Da ist sie wieder, die Ausrede zum Jahresausklang. „Wir sind bei der Pünktlichkeit noch nicht da, wo wir hin wollen“, sagte Bahnchef Richard Lutz der Süddeutschen Zeitung. Das Ziel von 80 Prozent pünktlichen Zügen im Fernverkehr werde die Bahn nicht mehr erreichen. „Dafür ist zu viel passiert, gerade im zweiten Halbjahr.“ Lutz spielt vor allem auf die beiden Sturmtiefs Xaver und Herwart im Oktober und den Tunneleinbruch bei Rastatt im August an. Externe Einflüsse also.

Natürlich haben beide Ursachen den Fahrplan durcheinander gewirbelt. Doch die Wahrheit ist auch, dass die Pünktlichkeitsstatistik im Fernverkehr nicht nur durch Wetterphänomene und Baupannen zu erklären ist. Selbst im Normalbetrieb verfehlt die Bahn ihre Ziele, die sie sich vorgibt. Und dafür ist sie selbst verantwortlich.

Ein Blick auf die Pünktlichkeitswerte in diesem Jahr reicht, um zu erkennen, dass die Kunden vor allem unter selbst gemachten Fehlern der Deutschen Bahn leiden. Denn die Quote von 80 Prozent pünktlicher ICE- und Intercity-Züge hat der Konzern in diesem Jahr nur drei Mal erreicht – im Januar, Februar und April. In allen anderen Monaten wurde das Ziel verfehlt, in der Regel deutlich. Doch von Mai bis Juli zum Beispiel ist in Deutschland nichts Außergewöhnliches passiert.


Die Leistung ist deshalb so enttäuschend, weil der Bahn-Vorstand vor mehr als einem Jahr ein Reformprojekt angestoßen hat, das Verspätungen auf der Schiene endgültig vermeiden sollte – sowohl im Alltag als auch in Unwetterzeiten. Viele Millionen Euro flossen seitdem in das Programm „Zukunft Bahn“: Züge starten auf die Sekunde von ihrem Startbahnhof, werden häufiger gewartet und unterwegs repariert. Viel Geld investierte der Konzern in die Vorsorge, um Probleme in Krisenzeiten wie einen Sturm zu vermeiden. So die Philosophie.

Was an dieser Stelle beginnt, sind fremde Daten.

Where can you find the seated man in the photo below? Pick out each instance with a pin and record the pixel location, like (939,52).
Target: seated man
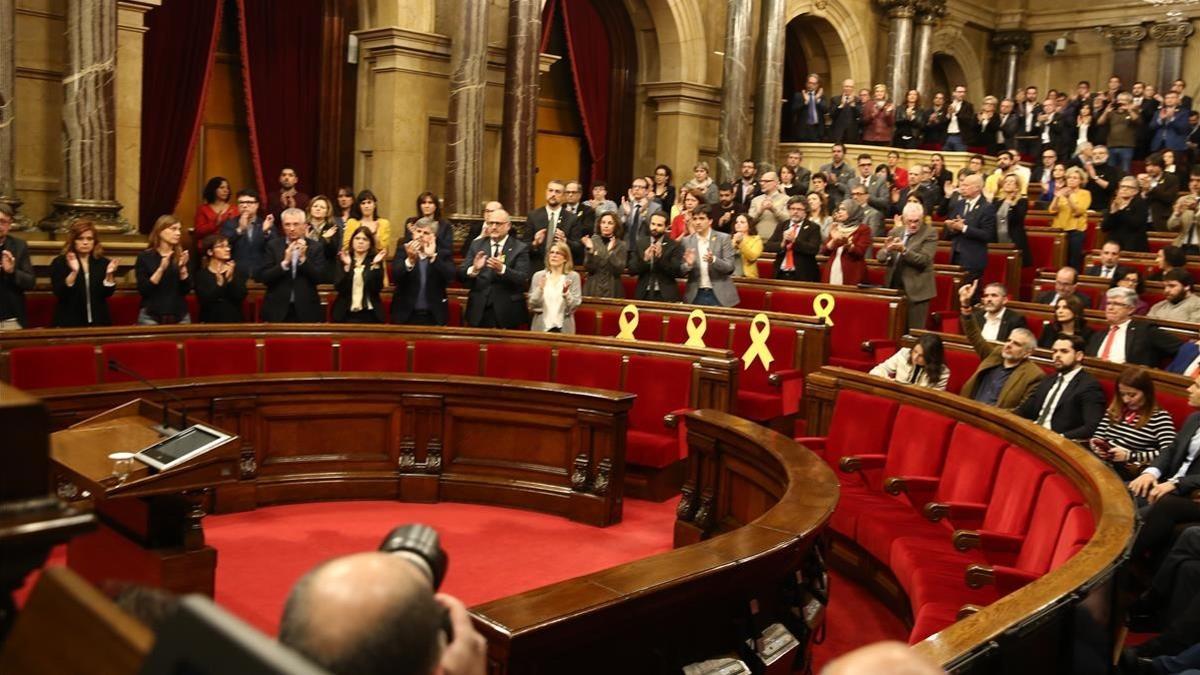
(496,269)
(1072,402)
(1006,376)
(292,268)
(376,613)
(995,320)
(657,263)
(708,262)
(1180,304)
(1066,280)
(1126,340)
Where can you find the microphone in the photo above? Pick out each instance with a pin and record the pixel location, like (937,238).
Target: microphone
(165,428)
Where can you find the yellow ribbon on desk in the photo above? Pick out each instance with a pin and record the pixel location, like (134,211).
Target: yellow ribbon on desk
(823,306)
(696,329)
(628,322)
(760,329)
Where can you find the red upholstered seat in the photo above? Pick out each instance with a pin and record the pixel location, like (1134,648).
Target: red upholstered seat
(663,386)
(153,360)
(373,356)
(445,357)
(514,360)
(298,354)
(238,356)
(59,365)
(588,368)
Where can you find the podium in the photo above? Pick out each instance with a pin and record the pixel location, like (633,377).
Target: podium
(150,524)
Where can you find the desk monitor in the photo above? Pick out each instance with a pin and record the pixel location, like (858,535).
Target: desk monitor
(181,447)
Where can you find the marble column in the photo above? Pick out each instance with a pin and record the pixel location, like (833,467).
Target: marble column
(7,112)
(769,85)
(900,15)
(1011,43)
(1171,37)
(465,129)
(519,136)
(1126,43)
(928,12)
(735,94)
(89,120)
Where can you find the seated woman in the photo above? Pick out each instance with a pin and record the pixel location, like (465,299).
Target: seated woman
(846,246)
(359,279)
(923,364)
(555,292)
(747,248)
(162,275)
(605,256)
(220,282)
(1134,429)
(82,279)
(1068,320)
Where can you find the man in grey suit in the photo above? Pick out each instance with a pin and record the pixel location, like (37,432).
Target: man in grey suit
(708,262)
(909,254)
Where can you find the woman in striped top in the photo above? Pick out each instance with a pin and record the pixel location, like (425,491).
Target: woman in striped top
(1133,430)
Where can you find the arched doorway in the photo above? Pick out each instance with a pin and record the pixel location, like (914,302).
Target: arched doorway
(586,113)
(813,46)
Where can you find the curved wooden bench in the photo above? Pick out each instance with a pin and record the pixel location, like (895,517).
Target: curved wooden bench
(1023,629)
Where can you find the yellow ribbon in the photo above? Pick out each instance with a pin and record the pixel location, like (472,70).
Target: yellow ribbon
(823,306)
(760,329)
(696,330)
(628,322)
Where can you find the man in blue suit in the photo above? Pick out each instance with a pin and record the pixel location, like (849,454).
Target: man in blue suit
(971,226)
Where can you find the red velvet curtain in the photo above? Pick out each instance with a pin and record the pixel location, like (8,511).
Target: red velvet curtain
(180,45)
(281,54)
(591,67)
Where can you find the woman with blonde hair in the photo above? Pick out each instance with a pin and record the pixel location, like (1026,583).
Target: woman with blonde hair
(555,292)
(162,275)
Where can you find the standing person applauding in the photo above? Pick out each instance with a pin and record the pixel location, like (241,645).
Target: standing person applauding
(163,275)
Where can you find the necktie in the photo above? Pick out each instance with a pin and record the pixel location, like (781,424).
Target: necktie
(1048,406)
(1108,342)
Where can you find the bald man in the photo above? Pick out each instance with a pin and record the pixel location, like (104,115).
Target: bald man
(376,613)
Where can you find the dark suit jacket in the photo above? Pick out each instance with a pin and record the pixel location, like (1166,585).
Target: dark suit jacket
(1145,344)
(438,275)
(71,306)
(665,269)
(503,292)
(13,286)
(1128,226)
(538,220)
(1170,461)
(1007,323)
(970,248)
(280,284)
(1080,405)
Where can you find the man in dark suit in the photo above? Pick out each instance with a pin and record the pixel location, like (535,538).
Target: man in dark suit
(1066,281)
(292,268)
(845,114)
(420,273)
(1110,263)
(809,108)
(16,273)
(497,273)
(657,263)
(551,223)
(1129,341)
(1072,402)
(971,226)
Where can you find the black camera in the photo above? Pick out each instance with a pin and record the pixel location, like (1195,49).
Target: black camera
(420,545)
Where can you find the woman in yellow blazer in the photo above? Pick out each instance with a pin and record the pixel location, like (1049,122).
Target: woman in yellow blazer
(747,248)
(1069,209)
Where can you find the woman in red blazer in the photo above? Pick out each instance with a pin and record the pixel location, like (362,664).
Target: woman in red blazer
(847,244)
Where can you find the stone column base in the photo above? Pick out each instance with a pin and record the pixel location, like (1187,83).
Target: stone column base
(107,216)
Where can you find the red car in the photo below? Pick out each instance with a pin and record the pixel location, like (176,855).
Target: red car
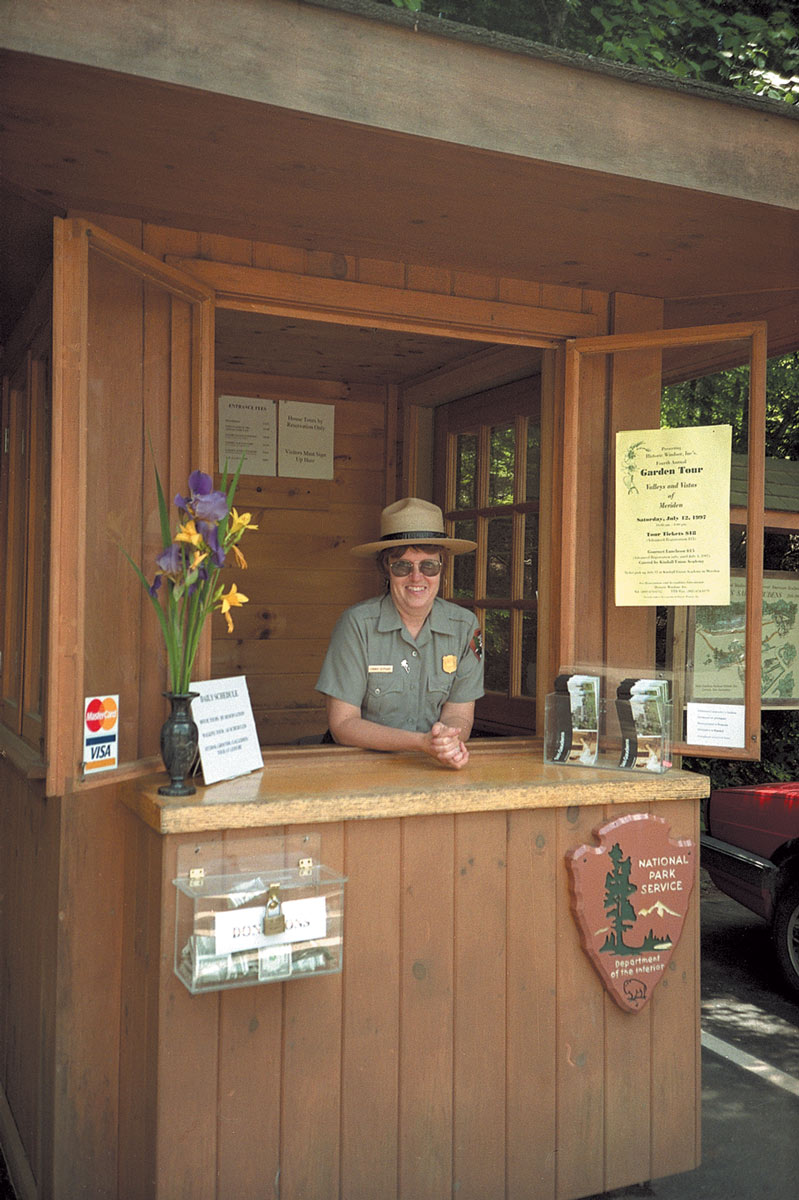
(751,852)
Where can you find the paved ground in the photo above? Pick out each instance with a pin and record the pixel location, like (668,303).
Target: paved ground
(750,1068)
(750,1071)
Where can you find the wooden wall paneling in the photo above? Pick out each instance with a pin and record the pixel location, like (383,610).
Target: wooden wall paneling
(162,240)
(556,297)
(426,993)
(550,531)
(28,928)
(38,487)
(592,525)
(138,1061)
(277,258)
(128,229)
(68,496)
(156,442)
(89,982)
(532,977)
(391,449)
(371,1011)
(385,274)
(479,1003)
(428,279)
(13,592)
(226,250)
(114,474)
(250,1045)
(580,1032)
(186,1048)
(349,303)
(629,1113)
(480,287)
(635,405)
(676,1067)
(520,292)
(17,988)
(312,1049)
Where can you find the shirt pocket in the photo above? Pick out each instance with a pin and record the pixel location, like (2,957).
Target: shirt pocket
(388,702)
(439,687)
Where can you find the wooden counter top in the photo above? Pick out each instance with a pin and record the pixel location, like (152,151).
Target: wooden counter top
(305,785)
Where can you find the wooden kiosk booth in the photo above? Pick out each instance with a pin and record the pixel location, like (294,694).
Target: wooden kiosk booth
(481,311)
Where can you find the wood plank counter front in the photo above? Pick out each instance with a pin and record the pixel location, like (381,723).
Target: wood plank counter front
(467,1048)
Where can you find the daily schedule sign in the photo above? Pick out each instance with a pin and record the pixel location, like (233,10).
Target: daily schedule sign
(672,516)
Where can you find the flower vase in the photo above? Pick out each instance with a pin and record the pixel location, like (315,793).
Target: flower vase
(179,741)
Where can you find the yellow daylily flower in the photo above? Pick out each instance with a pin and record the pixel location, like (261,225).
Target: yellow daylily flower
(234,599)
(239,522)
(188,533)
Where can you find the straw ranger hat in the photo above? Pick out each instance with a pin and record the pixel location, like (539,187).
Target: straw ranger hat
(415,523)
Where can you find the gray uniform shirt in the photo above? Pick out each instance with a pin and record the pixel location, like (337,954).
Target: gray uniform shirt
(373,663)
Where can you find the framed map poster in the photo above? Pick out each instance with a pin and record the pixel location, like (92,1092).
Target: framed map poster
(719,636)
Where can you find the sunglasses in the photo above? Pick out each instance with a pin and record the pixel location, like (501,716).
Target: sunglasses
(427,567)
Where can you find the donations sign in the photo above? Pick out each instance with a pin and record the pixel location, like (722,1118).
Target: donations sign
(672,516)
(630,897)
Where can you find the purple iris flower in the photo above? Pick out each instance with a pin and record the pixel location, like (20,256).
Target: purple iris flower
(204,503)
(202,577)
(211,538)
(170,561)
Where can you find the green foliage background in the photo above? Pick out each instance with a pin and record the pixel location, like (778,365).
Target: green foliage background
(721,399)
(751,45)
(748,45)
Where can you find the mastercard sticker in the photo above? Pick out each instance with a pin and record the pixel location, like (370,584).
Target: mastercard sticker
(100,732)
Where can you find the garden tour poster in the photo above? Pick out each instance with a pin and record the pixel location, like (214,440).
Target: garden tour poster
(672,516)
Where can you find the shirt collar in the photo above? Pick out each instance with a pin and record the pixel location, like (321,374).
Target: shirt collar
(390,619)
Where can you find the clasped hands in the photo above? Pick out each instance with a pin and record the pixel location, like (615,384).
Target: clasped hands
(444,744)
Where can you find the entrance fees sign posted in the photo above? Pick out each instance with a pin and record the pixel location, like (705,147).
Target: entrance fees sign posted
(100,733)
(672,516)
(248,427)
(228,741)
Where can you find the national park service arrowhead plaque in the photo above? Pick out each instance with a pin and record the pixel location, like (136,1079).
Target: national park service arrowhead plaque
(630,895)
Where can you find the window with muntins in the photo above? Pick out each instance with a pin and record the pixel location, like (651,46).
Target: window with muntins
(490,447)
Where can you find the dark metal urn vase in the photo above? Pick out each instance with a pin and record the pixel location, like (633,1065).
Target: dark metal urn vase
(179,743)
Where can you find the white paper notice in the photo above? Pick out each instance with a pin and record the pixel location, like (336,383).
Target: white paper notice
(715,725)
(228,741)
(248,427)
(305,448)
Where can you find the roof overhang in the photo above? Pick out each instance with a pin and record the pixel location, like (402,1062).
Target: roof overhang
(337,126)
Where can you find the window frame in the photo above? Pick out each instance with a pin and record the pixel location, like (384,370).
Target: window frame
(578,349)
(514,712)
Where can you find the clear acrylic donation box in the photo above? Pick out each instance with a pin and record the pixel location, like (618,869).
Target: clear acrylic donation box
(276,917)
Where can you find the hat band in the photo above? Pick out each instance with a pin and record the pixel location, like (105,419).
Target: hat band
(413,535)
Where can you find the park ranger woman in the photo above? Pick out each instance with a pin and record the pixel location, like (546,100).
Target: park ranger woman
(402,671)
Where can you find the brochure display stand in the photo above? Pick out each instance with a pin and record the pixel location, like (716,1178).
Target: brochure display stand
(631,731)
(281,919)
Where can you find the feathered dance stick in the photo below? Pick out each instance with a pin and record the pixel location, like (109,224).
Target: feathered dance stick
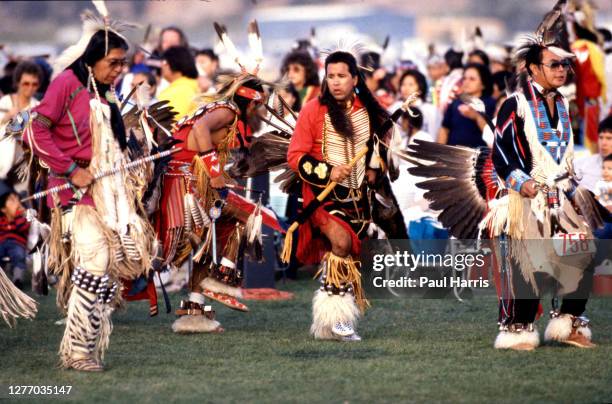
(310,209)
(105,173)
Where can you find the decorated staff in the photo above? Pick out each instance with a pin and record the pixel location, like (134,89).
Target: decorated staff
(328,150)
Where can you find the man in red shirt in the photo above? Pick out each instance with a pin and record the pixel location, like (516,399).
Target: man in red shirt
(331,130)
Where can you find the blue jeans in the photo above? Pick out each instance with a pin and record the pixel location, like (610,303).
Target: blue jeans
(17,254)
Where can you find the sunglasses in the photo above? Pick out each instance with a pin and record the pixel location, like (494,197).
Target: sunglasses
(565,64)
(114,63)
(30,84)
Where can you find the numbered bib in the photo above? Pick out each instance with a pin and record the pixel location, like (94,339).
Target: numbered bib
(573,244)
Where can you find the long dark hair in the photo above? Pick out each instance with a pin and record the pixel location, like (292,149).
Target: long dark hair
(420,80)
(339,119)
(485,77)
(311,75)
(94,52)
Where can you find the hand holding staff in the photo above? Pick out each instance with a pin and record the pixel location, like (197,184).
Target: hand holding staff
(312,206)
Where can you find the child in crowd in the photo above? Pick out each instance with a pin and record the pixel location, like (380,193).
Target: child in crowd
(13,233)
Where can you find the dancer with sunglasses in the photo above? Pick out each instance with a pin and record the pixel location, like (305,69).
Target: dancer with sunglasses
(533,149)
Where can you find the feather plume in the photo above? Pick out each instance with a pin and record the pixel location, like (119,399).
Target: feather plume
(457,184)
(91,24)
(100,5)
(255,41)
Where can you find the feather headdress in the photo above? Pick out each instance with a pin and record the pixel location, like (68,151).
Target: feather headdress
(355,48)
(551,34)
(92,23)
(255,45)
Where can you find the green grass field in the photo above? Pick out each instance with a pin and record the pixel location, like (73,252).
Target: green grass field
(413,350)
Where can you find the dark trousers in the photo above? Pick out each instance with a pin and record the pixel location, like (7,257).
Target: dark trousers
(523,308)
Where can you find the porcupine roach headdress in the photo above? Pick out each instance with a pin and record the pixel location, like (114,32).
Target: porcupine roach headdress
(551,34)
(92,23)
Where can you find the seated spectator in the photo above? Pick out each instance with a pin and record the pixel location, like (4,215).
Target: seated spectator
(302,72)
(462,125)
(27,77)
(478,56)
(13,233)
(589,168)
(603,187)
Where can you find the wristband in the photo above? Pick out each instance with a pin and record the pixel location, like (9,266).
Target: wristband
(212,163)
(71,169)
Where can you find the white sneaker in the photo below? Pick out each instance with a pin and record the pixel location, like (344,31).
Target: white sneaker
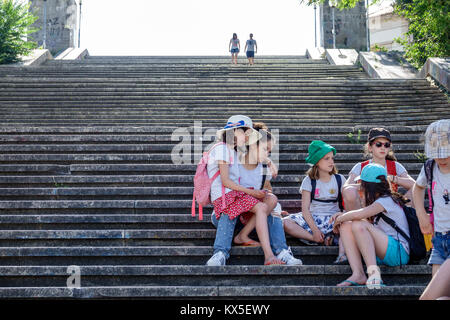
(218,259)
(287,256)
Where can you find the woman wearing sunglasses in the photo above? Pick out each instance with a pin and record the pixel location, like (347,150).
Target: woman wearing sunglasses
(379,151)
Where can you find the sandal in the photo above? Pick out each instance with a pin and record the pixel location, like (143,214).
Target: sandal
(251,243)
(341,260)
(328,241)
(274,261)
(351,284)
(375,282)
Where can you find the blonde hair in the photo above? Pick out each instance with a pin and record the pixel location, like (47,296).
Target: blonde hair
(390,155)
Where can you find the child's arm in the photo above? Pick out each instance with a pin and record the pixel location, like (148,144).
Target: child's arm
(360,214)
(404,180)
(268,186)
(424,220)
(228,183)
(351,181)
(318,236)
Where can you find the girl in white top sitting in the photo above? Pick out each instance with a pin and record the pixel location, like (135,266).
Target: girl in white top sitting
(378,242)
(312,224)
(252,174)
(229,198)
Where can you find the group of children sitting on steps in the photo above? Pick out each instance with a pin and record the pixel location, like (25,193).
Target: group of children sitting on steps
(335,210)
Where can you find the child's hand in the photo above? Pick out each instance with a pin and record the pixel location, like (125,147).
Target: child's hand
(424,222)
(336,224)
(273,169)
(258,194)
(318,236)
(334,217)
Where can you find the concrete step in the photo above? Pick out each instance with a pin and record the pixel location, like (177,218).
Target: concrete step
(214,292)
(149,255)
(141,169)
(195,276)
(167,158)
(102,222)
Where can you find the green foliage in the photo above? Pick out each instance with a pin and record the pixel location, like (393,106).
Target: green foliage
(341,4)
(420,156)
(15,25)
(378,48)
(429,29)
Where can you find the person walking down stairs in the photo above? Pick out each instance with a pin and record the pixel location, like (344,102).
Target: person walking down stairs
(234,47)
(250,49)
(435,174)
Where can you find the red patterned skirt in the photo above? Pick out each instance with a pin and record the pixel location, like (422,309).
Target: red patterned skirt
(236,203)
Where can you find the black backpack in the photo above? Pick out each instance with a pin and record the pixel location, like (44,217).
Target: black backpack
(428,168)
(339,197)
(417,248)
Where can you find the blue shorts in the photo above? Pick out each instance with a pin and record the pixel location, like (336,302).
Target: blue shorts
(441,248)
(394,252)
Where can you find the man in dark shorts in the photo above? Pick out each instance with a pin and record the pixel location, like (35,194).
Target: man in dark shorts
(251,48)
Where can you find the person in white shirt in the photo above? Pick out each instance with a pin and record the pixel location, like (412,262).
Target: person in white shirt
(377,242)
(435,175)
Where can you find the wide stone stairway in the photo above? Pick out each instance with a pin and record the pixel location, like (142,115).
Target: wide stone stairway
(92,177)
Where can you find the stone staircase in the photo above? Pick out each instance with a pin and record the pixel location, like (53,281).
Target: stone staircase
(87,178)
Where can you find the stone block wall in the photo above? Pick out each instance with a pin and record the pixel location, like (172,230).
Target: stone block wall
(62,24)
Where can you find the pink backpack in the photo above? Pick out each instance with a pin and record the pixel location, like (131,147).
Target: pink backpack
(202,185)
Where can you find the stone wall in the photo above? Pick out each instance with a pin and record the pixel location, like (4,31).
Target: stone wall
(62,24)
(350,26)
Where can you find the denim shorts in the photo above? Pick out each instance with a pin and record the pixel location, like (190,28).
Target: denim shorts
(395,254)
(441,248)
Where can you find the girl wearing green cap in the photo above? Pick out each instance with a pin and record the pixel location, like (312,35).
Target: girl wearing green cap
(312,224)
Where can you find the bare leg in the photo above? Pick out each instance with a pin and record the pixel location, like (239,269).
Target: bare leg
(293,229)
(351,197)
(243,236)
(261,212)
(371,241)
(439,286)
(353,255)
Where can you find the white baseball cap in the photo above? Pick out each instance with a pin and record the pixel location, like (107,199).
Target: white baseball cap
(240,121)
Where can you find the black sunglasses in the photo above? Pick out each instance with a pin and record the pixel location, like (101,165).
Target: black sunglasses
(386,144)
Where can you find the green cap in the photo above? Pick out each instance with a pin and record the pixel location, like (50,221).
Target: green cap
(317,150)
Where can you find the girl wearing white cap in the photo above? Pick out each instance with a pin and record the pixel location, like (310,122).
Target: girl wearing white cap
(435,175)
(229,198)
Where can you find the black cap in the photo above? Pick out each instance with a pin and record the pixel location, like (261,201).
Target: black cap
(378,133)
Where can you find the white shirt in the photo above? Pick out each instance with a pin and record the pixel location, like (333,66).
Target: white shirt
(400,169)
(441,211)
(222,152)
(324,191)
(396,213)
(253,178)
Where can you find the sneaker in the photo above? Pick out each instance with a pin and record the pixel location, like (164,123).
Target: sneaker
(341,260)
(218,259)
(307,242)
(287,256)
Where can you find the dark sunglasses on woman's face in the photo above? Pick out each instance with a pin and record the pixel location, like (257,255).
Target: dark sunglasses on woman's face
(386,144)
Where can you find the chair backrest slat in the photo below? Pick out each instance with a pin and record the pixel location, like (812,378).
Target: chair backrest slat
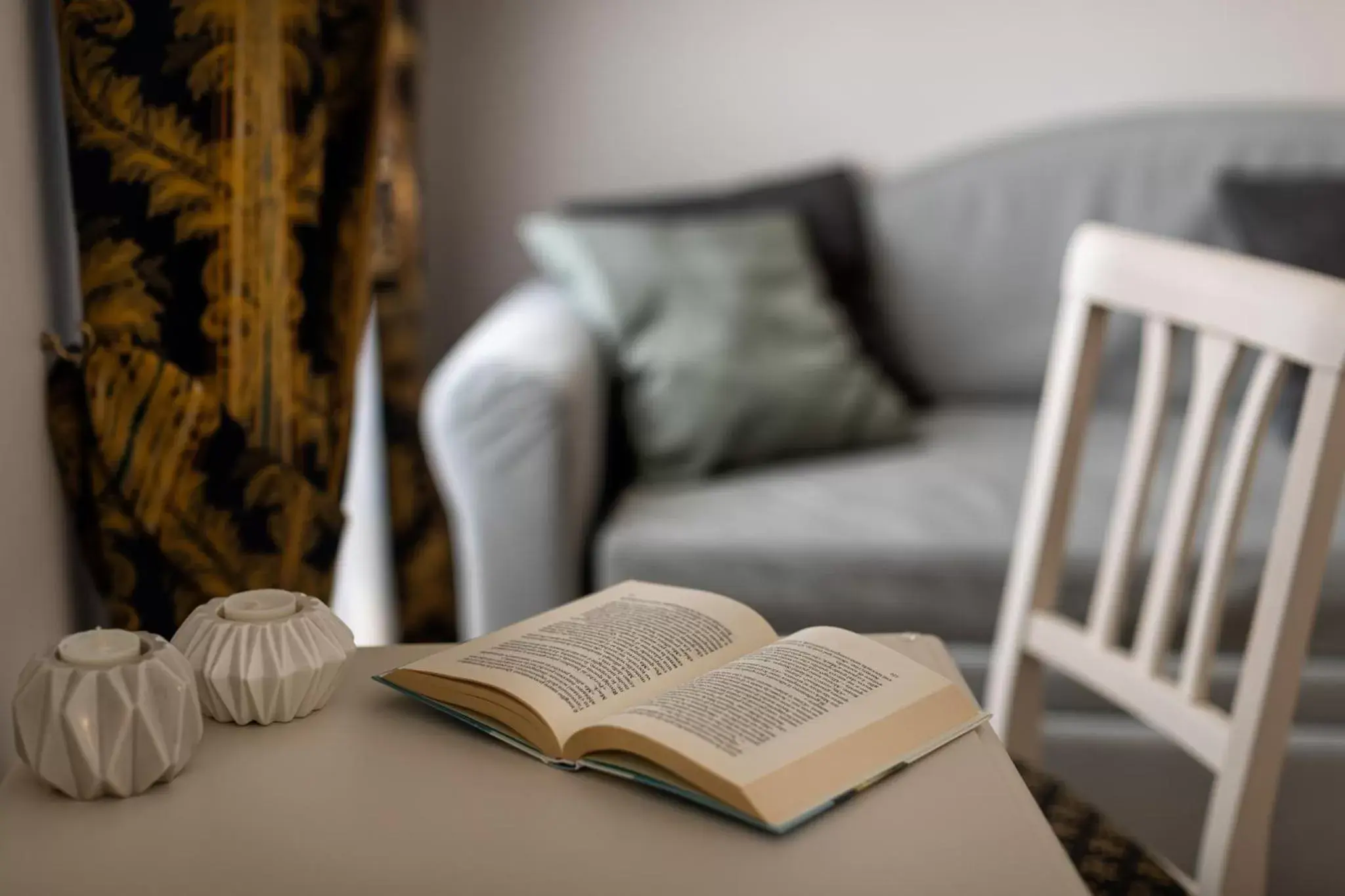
(1215,360)
(1234,305)
(1229,507)
(1133,484)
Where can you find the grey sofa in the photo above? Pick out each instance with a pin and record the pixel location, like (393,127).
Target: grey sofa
(914,536)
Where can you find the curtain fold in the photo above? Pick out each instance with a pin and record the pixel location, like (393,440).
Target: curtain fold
(223,161)
(422,545)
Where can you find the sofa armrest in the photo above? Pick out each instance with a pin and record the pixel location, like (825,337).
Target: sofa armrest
(513,422)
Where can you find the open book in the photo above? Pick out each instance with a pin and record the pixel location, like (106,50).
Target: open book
(693,694)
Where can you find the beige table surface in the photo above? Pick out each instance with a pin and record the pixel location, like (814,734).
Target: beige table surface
(380,794)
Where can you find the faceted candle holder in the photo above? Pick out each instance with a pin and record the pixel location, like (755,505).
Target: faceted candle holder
(264,656)
(106,712)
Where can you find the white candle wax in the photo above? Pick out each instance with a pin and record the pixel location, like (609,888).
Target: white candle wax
(260,606)
(100,648)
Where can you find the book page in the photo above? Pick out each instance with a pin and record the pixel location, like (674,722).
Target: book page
(607,652)
(761,716)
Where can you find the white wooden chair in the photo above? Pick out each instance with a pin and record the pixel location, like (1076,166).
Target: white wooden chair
(1232,304)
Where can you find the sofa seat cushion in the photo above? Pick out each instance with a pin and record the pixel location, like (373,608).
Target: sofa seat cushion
(916,536)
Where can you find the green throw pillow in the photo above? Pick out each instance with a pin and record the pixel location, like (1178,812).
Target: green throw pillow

Doch der Bahn-Vorstand muss sich fragen, ob all die Maßnahmen wirklich ausreichen. Bei der Vegetationskontrolle an der Strecke konzentriert sich die Bahn nur auf so genannte „Hot Spots“. Doch ein Unwetter schmeißt Bäume nicht nur dort um, wo die Bahn gerade den Grünschnitt verbessert hat, sondern überall in Deutschland. Wenn die Bahn wirklich krisenfest werden will, muss sie noch mehr in die Vorsorge investieren. Das ist wie bei einem Kleinkind, das sich zwei Mal täglich die Zähne putzen muss, um Karies zu vermeiden. Die Bahn putzt dagegen zu selten.


Defizite zeigen sich auch im Normalbetrieb. Vor anderthalb Jahren versprach das Management sofortige Komfortverbesserungen im ICE. Dafür wurden alle Züge in die Werkstatt geholt. Mobile Einsatztrupps sollten kaputte Toiletten und Kaffeemaschinen unterwegs reparieren. Doch wer in den vergangenen Wochen viel Bahn gefahren ist, erlebt immer wieder ein anderes Bild: Ersatzzüge, fehlende Reservierungen, defekte Klos. Es scheint, als habe die Bahn ihre Bemühungen bei den Komfortverbesserungen wieder eingestellt.

Wer die Qualität in normalen Zeiten nicht gewährleisten kann, darf sich nicht wundern, wenn er in Krisenzeiten überfordert ist. Der Verweis auf Unwetter und sonstige externe Ursachen darf daher allenfalls erlaubt sein, wenn der Betrieb im Alltag läuft. Doch davon ist die Deutsche Bahn weit entfernt. Der Vorstand muss erneut den Neustart-Knopf drücken.